After analyzing 10 years’ worth of data covering 100,000 security incidents, 92 percent trace back to nine attack vectors, according to the Verizon annual Data Breach Investigations Report (DBIR).
The nine threats include malware attacks, device loss or theft, distributed-denial-of-service (DDoS) attacks, payment card skimming and web app attacks.
The remaining four attacks are cyber-espionage, point-of-sale intrusions, insider theft and miscellaneous errors, such as sending emails with sensitive data to the wrong person.
On top of all that, there are certain sectors more prone to certain types of attacks, making it even easier for hackers to hit their targets.
In manufacturing 54 percent of attacks are cyber-espionage and DDoS, while in retail the majority of attacks are DDoS (33 percent) and point-of-sale intrusions (31 percent), the report said.
Verizon said in the financial services sector, three quarters of all incidents trace to just three types of incident: web application attacks, distributed denial of service and card skimming.
“Organizations need to realize no one is immune from a data breach,” said Wade Baker, principal author of the Data Breach Investigations Report. The wealth of data presented the worrying conclusion the “bad guys are winning” and firms need to take note, he said.

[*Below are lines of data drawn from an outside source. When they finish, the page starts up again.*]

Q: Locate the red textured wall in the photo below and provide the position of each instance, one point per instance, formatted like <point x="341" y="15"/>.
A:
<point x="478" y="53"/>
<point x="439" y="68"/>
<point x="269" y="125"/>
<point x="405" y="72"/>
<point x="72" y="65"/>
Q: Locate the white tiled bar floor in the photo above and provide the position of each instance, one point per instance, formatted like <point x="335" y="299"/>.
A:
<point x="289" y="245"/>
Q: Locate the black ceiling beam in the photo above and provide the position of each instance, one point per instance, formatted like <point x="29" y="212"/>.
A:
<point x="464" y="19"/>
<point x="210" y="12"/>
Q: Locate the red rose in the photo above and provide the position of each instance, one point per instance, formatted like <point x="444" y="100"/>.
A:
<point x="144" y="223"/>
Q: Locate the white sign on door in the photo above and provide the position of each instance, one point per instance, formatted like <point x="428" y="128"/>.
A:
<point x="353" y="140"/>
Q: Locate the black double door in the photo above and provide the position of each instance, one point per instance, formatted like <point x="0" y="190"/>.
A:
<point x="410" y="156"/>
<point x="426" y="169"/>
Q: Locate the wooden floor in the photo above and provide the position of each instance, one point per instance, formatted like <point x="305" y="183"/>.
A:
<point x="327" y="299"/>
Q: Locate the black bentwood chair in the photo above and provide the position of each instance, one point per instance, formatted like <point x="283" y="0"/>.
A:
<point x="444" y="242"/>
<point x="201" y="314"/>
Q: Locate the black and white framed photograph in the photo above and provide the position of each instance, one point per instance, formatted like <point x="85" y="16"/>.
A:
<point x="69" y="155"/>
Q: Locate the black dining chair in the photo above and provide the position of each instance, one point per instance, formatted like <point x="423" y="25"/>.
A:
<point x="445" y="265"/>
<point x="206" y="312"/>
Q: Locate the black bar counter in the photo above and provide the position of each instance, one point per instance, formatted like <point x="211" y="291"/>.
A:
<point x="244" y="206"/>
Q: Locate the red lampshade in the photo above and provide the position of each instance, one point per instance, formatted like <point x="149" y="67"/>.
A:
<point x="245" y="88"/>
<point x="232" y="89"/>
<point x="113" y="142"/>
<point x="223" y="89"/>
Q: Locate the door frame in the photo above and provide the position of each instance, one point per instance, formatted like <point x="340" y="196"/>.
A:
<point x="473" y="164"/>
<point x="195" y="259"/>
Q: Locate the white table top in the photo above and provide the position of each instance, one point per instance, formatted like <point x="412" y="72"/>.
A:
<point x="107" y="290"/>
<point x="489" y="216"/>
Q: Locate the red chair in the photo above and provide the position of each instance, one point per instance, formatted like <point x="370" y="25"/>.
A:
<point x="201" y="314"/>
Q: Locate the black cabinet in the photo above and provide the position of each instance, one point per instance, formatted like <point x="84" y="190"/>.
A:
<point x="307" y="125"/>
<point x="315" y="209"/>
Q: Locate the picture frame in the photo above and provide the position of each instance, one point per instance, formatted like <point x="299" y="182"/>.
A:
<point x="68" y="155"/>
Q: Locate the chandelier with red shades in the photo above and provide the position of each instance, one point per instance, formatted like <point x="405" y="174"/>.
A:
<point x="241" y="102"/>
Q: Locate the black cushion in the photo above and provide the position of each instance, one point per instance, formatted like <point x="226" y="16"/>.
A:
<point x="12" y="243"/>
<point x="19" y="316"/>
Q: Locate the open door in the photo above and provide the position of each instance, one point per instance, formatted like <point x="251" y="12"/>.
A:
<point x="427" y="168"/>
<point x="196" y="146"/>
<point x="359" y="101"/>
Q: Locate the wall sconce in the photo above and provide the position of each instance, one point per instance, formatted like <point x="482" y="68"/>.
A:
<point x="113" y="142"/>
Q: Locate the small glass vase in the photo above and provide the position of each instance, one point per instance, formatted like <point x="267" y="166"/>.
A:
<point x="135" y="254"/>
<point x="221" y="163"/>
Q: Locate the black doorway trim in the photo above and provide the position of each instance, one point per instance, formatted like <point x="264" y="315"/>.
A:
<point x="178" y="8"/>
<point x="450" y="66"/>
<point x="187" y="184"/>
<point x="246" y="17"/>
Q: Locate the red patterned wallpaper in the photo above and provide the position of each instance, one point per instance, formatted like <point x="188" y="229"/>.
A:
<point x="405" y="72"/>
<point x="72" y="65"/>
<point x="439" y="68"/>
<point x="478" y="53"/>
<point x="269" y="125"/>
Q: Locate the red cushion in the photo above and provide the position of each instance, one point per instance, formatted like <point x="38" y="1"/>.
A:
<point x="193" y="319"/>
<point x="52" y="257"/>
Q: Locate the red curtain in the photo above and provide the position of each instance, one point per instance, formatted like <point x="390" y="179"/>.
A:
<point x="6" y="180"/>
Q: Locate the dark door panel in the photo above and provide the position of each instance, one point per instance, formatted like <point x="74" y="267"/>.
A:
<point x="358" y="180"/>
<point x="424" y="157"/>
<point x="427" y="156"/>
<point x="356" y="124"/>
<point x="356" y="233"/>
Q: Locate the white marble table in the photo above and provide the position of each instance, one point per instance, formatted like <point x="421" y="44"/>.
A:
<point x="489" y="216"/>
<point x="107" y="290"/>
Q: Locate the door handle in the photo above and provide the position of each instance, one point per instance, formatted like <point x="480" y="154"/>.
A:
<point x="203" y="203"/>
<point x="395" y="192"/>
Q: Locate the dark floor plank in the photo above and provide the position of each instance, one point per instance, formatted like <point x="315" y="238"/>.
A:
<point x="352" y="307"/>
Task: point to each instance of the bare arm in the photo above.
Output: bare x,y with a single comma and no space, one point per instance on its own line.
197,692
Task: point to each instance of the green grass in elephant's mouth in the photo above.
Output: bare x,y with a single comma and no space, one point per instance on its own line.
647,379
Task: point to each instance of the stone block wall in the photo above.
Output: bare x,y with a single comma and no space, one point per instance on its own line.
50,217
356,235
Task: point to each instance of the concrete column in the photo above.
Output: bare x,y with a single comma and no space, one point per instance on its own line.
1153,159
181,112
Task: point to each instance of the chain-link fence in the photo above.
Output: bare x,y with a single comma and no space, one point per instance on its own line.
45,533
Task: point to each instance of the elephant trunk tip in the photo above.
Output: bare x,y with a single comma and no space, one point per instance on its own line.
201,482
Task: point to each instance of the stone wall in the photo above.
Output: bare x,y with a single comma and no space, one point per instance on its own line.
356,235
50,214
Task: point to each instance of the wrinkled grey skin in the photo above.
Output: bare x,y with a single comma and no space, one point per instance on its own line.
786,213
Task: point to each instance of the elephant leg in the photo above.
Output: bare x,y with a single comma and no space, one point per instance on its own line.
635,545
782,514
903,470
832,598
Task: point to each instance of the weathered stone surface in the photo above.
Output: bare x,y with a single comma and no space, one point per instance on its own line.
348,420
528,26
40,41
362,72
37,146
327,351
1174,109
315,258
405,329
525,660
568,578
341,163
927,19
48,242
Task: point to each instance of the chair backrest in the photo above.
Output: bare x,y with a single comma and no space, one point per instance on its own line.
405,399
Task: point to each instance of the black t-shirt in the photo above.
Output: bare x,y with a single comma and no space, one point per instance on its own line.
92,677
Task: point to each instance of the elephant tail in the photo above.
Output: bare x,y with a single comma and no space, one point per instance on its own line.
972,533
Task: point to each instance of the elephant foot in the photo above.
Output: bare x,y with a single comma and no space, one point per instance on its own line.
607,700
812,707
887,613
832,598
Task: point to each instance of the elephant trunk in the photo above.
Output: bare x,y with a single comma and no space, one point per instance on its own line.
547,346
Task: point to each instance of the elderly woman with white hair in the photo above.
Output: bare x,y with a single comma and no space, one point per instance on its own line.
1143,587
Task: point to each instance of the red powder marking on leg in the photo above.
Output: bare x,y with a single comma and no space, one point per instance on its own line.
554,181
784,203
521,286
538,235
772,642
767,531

“Compounding this issue is the fact that it is taking longer to identify compromises within an organization – often weeks or months – while penetrating an organization can take minutes or hours,” Baker said.
However, Jay Jacobs, principal on Verizon’s Risk Team, said there was a silver lining to all of this. By laying out the attack patterns plaguing each industry, companies have a better understanding of what needs protecting, he said.
“This will help people work out what they should focus on. Often they’re told to do 50 things to protect themselves, but with this data, we can tell them the five key things they should focus on, before the other 45,” he said.
Jacobs added major incidents from the past 12 months, like the attack on Target, show the need for better security login tools, such as two-factor authentication are a must, as hackers go after user credentials.
“The solution [to these threats] is not to look for alternatives to the username and password login, but to add to it, such as with the ‘what you have’ method where you have a key fob or an app on your mobile that generates a code that you use alongside your credentials,” he said.